Ramazan ayı tüm Alemi İslam için çok kıymetli bir aydır. Bu ayda yapılacak her ibadet ve her dua misli ile karşılık bulur. Bu sebeple Ramazan ayında yapılacak her ibadet çok kıymetlidir. İşte bu ayda kaçırılmaması gereken büyük fırsat…
Abdülkâdir Geylânî Hazretleri buyurur:
“Ey gâfil, uyan! Sana gelen bu ayda uyan ve ibret al! Uyuklamandan ve gaflet hâlinden kurtul da karşına çıkan büyük nîmete bir bak! Hiç olmazsa, Ramazan ayının kalan kısmını tevbe ile, Allah Teâlâ’ya dönüşle tamamla. Bu ayda, istiğfar ve tâat hazırlığı yap. Ola ki bu sayede, rahmet ve şefkate erersin.”Ramazân-ı Şerîf; ibadetlerin, hayır-hasenâtın kat kat fazlasıyla mükâfatlandırıldığı, feyz ve bereketlerle dolu müstesnâ bir mânevî kazanç mevsimidir.

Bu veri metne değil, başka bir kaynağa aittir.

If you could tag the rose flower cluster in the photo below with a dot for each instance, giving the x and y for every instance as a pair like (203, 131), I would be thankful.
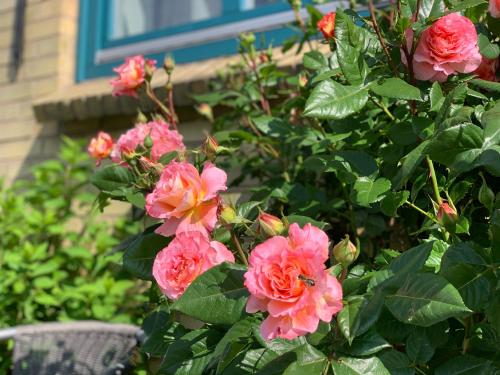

Bilhassa içinde barındırdığı Kadir gecesi, Kur’ânî ifâdesiyle; “خَيْرٌ مِنْ اَلْفِ شَهْرٍ : bin aydan hayırlı” (el-Kadr, 3) kılınmıştır. Bu evvelâ Cenâb-ı Hakk’ın lûtuf ve kereminin azametine bir delildir. Zira herkes kendi tâkat, vüs’at ve imkânına göre ikram ve ihsanda bulunabilir. Bir gecenin ihyâsına, bin ayın ecrini lûtfedebilmek ise, ancak kudreti nihâyetsiz ve hazineleri sonsuz olan Allah Teâlâ’nın şân-ı ulûhiyyetine mahsus bir cömertlik ve merhamettir.
ÜMMETİ MUHAMMEDE EN BÜYÜK HEDİYE “RAMAZAN AYI”
İkinci olarak da Cenâb-ı Hakk’ın Habîbi’ne ve O’nun vesîlesiyle de ümmet-i Muhammed’e duyduğu muhabbet ve merhametin büyüklüğüne bir işarettir. Zira diğer peygamberlere ve onların ümmetlerine böyle bir gecenin lûtfedilmiş olduğuna dâir, herhangi bir haberle karşılaşmıyoruz.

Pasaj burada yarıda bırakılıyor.